In September 2016, the trust was selected by NHS England as one of twelve Global Digital Exemplars.

===Cataract surgery controversy===
In May 2014, the trust drew up a £320,000 contract with Vanguard Healthcare Solutions to bring down the list of 400 patients waiting for cataract surgery. The company agreed to perform 20 cataract operations per day in a mobile theatre. It in turn sub-contracted to The Practice PLC, to provide two surgeons. They in turn sub-contracted to Kestrel Ophthalmics for the provision of a phacoemulsification machine, the hand pieces needed for surgery and the operating fluids and eye drops. 62 patients had surgery and only 25 had a "normal recovery", which is a complication rate ten times greater than would normally be expected. Operations took place on 2, 3 and 4 May. On 6 and 7 May, patients came to the Trust's casualty department with severe corneal decompensation and the performance of the contract was stopped on 9 May.

A report was produced in October 2014, which the trust claimed it wanted to publish but was advised not to do so for fear that it would be defamatory and open the hospital up to legal action.

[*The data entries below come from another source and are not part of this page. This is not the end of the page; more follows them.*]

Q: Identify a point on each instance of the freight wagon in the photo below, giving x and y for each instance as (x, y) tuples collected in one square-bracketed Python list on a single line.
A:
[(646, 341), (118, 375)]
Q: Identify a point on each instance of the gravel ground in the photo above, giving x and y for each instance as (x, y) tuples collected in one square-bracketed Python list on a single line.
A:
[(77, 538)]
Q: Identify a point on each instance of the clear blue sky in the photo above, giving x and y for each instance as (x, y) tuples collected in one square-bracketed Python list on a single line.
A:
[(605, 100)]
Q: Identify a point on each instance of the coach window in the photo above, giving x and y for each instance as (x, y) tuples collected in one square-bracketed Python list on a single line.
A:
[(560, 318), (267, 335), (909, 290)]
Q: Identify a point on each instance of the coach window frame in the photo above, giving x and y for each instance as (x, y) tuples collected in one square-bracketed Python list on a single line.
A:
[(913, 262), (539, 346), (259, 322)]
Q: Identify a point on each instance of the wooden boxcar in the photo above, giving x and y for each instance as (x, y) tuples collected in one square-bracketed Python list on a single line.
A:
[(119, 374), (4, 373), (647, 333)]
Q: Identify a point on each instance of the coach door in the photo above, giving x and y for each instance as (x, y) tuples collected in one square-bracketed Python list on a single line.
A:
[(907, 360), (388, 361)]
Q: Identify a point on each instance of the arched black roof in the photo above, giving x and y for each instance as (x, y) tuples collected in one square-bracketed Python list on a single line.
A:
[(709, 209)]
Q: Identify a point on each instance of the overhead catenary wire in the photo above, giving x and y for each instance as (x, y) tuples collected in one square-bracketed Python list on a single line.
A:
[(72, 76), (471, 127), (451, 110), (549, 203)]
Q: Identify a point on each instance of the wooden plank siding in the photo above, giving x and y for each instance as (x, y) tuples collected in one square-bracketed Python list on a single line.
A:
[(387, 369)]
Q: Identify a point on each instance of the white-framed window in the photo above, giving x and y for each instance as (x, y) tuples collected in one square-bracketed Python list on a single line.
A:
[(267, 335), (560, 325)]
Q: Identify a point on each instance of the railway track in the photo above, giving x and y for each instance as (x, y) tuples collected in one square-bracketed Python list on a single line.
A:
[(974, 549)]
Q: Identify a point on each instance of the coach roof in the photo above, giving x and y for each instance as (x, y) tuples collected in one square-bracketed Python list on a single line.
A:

It was however leaked to The Guardian. Staff and patients were told that "a number of factors" led to an "unusually high level of complications". The report was eventually released on 16 October. It was criticised by the son of one of the patients who demanded that an independent investigation should examine what risk assessments the hospital carried out before outsourcing the work, a topic not covered in the report.